I guess there's no avoiding the fiscal cliff. I feel like I want to scream the next time I hear the phrase, but that cuts no ice with either the media or my editors, who want me to write a fiscal cliff piece of my very own. I'm going to put that off until my head feels a little less explode-y, but maybe everyone will get to hear my pearls of wisdom next week.

In the meantime, I gather that our newly reelected president is talking this morning about....the fiscal cliff. I don't have the TV on, but Digby informs me via Twitter that this is the state of things:

This just drives me nuts.

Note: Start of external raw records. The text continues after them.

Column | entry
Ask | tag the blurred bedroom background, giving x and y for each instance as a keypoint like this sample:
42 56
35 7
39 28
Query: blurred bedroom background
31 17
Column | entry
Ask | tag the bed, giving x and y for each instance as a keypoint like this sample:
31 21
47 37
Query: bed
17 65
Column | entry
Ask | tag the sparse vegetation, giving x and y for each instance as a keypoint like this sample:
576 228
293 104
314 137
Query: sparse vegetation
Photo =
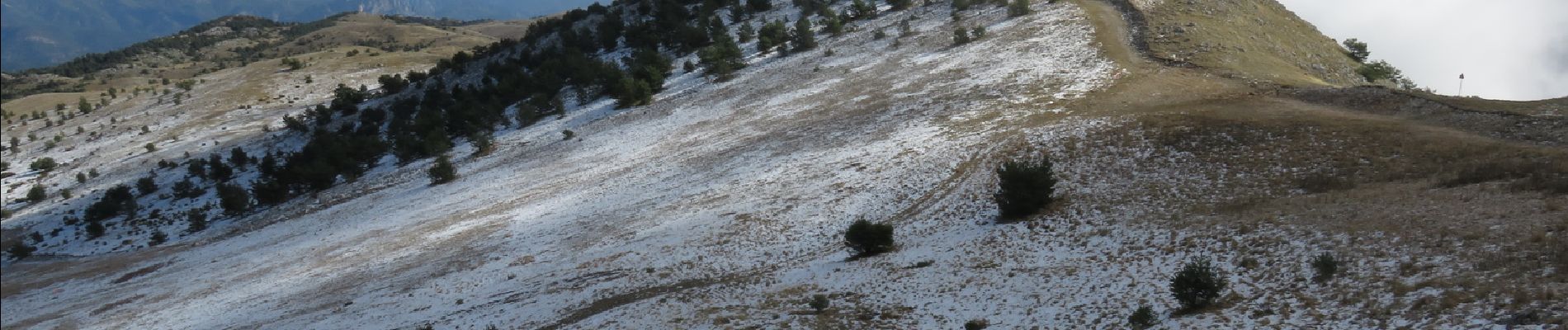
819 302
234 199
1357 50
867 238
1142 318
1018 8
36 195
1026 186
116 202
45 165
1325 268
1198 285
442 171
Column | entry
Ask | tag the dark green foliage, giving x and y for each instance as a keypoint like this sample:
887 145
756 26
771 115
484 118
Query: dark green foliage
347 99
721 59
196 221
83 106
392 83
36 195
819 302
867 238
1026 186
234 199
1197 285
442 171
1142 318
116 202
196 167
217 169
1357 50
960 36
239 157
803 38
146 185
772 36
292 63
1377 71
759 5
268 191
1325 266
157 238
745 33
1018 8
188 41
187 190
94 229
21 251
45 165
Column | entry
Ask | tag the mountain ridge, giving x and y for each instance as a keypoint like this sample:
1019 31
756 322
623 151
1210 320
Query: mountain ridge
720 202
43 33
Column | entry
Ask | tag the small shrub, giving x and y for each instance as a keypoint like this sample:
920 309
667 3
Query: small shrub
867 238
442 171
196 221
94 229
146 185
21 251
1018 8
157 238
1026 188
43 165
1325 265
1142 318
36 195
1197 285
819 302
234 199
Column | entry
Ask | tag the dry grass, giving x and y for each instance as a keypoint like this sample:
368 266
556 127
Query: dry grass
1269 45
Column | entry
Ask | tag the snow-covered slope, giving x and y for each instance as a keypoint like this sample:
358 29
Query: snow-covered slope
721 205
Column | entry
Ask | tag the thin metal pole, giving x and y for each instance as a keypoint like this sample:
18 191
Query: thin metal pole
1462 85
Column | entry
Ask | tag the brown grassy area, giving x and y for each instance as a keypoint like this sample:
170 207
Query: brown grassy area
1258 40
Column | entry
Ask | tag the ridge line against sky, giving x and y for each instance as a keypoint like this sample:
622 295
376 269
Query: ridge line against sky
1507 49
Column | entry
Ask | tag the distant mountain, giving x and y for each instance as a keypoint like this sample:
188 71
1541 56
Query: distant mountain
40 33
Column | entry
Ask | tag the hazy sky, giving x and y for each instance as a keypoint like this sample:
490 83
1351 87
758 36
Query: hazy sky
1507 49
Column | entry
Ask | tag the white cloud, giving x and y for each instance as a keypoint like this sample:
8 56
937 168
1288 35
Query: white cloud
1507 49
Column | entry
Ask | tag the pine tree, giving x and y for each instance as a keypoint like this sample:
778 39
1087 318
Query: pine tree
36 195
721 59
234 199
1026 188
867 238
1197 285
146 185
745 33
196 221
899 5
442 171
1018 8
803 38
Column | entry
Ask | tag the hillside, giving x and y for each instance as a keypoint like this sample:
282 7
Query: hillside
720 200
47 33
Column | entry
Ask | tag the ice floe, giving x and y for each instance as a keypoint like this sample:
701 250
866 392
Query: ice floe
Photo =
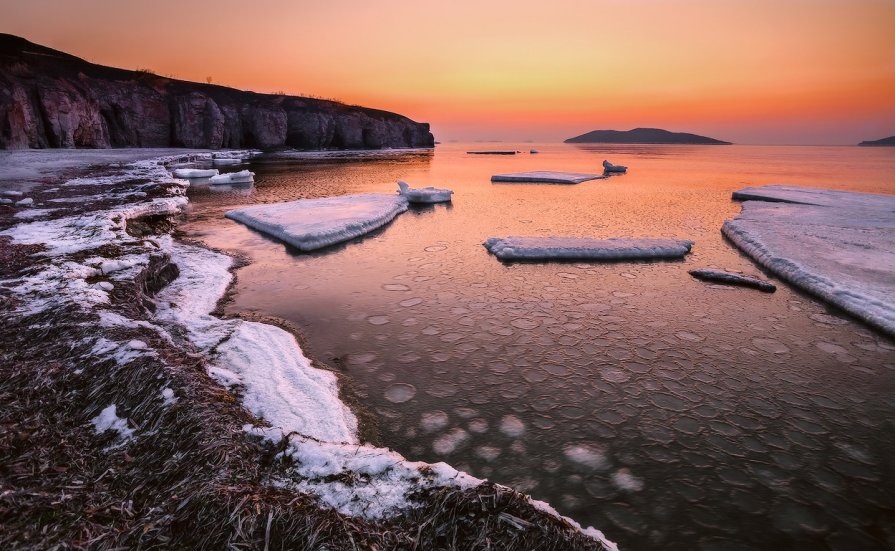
109 420
309 224
839 246
241 177
583 248
195 173
609 167
548 177
424 195
731 278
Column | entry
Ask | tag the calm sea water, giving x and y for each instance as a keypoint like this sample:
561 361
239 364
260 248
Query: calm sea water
661 409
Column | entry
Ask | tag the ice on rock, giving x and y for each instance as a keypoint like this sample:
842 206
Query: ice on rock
839 246
583 248
241 177
310 224
424 195
609 167
278 380
546 177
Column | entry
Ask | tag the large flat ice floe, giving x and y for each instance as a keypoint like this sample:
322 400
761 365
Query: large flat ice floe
839 246
309 224
547 177
583 248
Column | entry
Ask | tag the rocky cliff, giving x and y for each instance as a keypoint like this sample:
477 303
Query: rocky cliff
52 99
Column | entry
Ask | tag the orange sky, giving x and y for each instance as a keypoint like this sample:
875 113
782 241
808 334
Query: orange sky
748 71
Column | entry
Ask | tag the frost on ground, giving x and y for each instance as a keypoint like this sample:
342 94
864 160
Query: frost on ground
583 248
547 177
309 224
112 317
839 246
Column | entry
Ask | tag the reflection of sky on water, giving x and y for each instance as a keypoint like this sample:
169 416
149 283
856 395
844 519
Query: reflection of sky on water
664 410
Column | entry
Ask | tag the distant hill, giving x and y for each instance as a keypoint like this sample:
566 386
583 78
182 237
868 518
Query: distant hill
644 135
890 141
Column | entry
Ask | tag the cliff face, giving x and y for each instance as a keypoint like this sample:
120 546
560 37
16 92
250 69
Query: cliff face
52 99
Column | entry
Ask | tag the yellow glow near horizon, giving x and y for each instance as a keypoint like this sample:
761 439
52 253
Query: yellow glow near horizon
759 71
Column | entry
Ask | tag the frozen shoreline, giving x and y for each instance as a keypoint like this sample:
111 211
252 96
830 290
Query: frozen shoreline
838 246
322 443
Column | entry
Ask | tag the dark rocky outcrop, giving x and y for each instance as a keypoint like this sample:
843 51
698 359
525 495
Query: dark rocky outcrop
52 99
885 142
644 136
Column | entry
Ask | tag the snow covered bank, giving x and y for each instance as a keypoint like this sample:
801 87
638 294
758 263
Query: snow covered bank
309 224
582 248
547 177
839 246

I've said repeatedly that I think liberals should try to cut a deal on Social Security. This hasn't done my popularity any good, but I continue to think it's a good idea. It could be done fairly easily with a combination of benefit cuts and revenue increases that are quite small and would be phased in over a couple of decades, and it would get the issue off the table so we can focus on other, more important things. It would also be a proof of concept that Congress can actually get something done.

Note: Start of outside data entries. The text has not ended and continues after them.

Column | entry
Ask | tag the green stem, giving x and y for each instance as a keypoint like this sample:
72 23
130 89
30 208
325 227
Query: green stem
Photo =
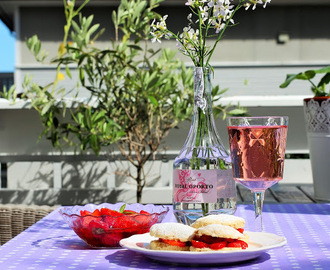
222 32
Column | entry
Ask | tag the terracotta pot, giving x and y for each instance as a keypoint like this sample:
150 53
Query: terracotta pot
317 119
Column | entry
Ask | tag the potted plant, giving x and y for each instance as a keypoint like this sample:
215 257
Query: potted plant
317 119
136 94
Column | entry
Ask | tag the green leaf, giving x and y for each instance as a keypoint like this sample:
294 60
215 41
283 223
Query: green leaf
68 72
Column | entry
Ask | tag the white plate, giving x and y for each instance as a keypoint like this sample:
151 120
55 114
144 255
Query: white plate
259 242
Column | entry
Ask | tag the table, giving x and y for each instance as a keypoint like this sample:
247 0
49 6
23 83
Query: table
51 244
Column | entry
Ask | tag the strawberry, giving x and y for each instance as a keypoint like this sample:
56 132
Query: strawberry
98 228
96 213
238 244
109 212
173 242
129 212
199 244
218 245
84 213
241 230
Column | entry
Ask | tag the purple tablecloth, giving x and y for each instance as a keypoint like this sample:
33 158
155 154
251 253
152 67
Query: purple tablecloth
51 244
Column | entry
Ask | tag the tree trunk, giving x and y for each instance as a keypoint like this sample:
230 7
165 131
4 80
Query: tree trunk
139 184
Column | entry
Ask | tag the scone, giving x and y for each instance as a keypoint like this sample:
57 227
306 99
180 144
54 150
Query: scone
223 219
216 237
172 236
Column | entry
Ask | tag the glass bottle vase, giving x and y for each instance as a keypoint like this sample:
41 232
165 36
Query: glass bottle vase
202 176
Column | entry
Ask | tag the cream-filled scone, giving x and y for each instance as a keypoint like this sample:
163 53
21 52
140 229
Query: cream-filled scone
172 236
216 237
223 219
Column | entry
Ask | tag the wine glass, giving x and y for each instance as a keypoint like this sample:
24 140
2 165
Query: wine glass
257 147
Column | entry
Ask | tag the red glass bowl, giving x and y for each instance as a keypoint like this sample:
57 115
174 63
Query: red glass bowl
108 230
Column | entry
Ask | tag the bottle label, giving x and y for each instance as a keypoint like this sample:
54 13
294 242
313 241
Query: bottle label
202 186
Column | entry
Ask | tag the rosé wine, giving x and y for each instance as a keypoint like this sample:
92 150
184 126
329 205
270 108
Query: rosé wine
257 154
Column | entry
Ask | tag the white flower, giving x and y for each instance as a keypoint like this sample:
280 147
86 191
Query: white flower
156 36
218 26
190 2
204 13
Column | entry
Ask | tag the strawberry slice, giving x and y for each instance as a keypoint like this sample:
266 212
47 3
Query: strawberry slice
209 239
238 244
111 239
241 230
173 242
199 244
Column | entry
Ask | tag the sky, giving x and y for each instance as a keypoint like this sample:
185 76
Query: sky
7 49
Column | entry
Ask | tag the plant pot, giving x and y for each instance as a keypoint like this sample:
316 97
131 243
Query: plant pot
317 119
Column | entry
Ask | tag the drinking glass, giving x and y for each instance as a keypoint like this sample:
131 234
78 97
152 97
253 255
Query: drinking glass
257 148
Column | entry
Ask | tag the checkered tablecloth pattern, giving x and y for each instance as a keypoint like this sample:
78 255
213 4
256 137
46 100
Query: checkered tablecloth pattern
51 244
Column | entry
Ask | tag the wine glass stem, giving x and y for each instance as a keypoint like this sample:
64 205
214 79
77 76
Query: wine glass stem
258 200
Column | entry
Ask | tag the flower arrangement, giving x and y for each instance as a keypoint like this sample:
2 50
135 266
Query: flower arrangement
319 89
213 18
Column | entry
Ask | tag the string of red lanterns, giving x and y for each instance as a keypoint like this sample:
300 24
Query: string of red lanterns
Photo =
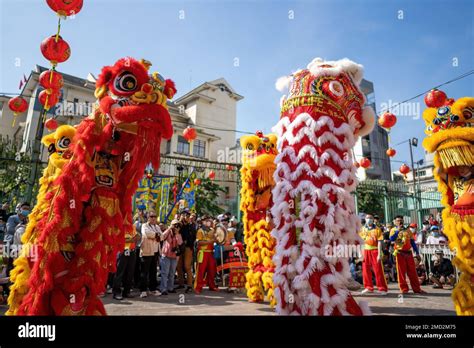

But I continue to be gobsmacked by the insane preoccupation with increasing the retirement age. I get that it's easy to understand, and that makes it an obvious target. But it's probably about the worst possible way of cutting benefits. It's regressive, it's unfair, it's blunt, and it's stupid. That might not matter if it were the only solution, but it's not. There are dozens of other ways of shaving benefits a bit, and virtually all of them are better and fairer than taking a meat axe to the retirement age.

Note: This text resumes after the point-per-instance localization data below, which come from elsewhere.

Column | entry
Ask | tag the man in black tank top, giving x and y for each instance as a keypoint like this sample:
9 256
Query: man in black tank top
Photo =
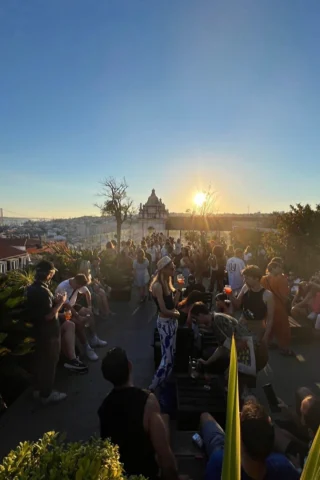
257 304
131 418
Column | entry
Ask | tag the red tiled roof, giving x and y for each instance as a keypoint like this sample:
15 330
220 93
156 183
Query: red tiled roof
13 242
6 251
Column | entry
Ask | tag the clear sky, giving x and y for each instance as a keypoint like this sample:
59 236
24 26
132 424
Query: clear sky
172 94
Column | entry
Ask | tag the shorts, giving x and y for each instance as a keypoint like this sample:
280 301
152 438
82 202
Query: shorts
213 437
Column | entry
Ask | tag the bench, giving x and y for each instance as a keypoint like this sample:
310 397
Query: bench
193 399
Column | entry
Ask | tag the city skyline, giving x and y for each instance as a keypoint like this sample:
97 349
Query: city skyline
174 96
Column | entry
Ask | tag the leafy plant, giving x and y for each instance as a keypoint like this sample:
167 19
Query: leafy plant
231 469
297 239
52 459
311 469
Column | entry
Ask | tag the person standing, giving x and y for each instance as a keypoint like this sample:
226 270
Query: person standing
43 309
166 299
141 273
131 418
235 266
277 283
257 304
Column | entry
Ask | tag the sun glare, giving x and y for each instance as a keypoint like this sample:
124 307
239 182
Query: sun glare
199 199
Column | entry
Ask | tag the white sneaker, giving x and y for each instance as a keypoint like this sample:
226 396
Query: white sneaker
97 342
91 354
54 397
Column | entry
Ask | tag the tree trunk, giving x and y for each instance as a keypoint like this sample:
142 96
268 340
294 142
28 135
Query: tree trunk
118 236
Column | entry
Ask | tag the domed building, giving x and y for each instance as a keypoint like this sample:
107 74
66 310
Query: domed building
153 214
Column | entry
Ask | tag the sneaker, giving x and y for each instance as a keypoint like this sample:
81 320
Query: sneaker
75 365
97 342
91 354
54 397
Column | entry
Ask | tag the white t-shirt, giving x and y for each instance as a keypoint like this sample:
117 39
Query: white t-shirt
71 292
164 252
247 257
234 268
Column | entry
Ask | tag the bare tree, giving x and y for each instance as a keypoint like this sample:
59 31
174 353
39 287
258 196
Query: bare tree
116 203
208 206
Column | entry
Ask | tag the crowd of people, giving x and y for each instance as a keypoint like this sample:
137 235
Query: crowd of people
252 303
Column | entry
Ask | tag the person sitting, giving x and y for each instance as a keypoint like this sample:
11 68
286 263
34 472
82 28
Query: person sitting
185 306
223 304
298 430
82 317
257 445
224 327
192 285
131 418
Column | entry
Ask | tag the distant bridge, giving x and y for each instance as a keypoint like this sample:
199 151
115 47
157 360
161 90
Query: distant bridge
222 223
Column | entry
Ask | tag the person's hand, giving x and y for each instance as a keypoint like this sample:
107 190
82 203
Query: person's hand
295 460
202 362
282 405
61 298
176 313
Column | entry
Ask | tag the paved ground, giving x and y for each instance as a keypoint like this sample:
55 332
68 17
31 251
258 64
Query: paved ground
132 329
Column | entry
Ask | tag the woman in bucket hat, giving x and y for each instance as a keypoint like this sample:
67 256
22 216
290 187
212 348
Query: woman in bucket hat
166 299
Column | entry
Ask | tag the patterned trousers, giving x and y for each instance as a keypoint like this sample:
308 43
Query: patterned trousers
167 329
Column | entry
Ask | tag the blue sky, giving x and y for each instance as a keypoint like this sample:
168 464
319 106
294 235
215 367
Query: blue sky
172 94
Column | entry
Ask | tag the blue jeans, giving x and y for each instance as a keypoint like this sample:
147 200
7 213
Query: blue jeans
213 436
167 329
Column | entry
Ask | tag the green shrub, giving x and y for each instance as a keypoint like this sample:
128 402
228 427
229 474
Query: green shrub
51 459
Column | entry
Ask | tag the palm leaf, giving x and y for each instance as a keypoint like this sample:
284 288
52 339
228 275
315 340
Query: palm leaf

(Which, by the way, was already raised to age 67 for younger cohorts way back in 1983. Does anyone in the media know this?)

If you don't like the idea of any benefit cuts, no matter how small or how slowly phased in they are, then you just don't want to cut a deal. That's fine. I disagree, but that's fine. Ditto for all of you who oppose any revenue increases, no matter how small or how slowly phased in they are.

But for the rest of us, who think there's at least the chance of a productive conversation on these topics, can we all just shut up about the retirement age? Pick some other way of shaving benefits. It might take you an extra few seconds to explain, but who cares? Take the extra few seconds. It'll make all of us a little bit smarter.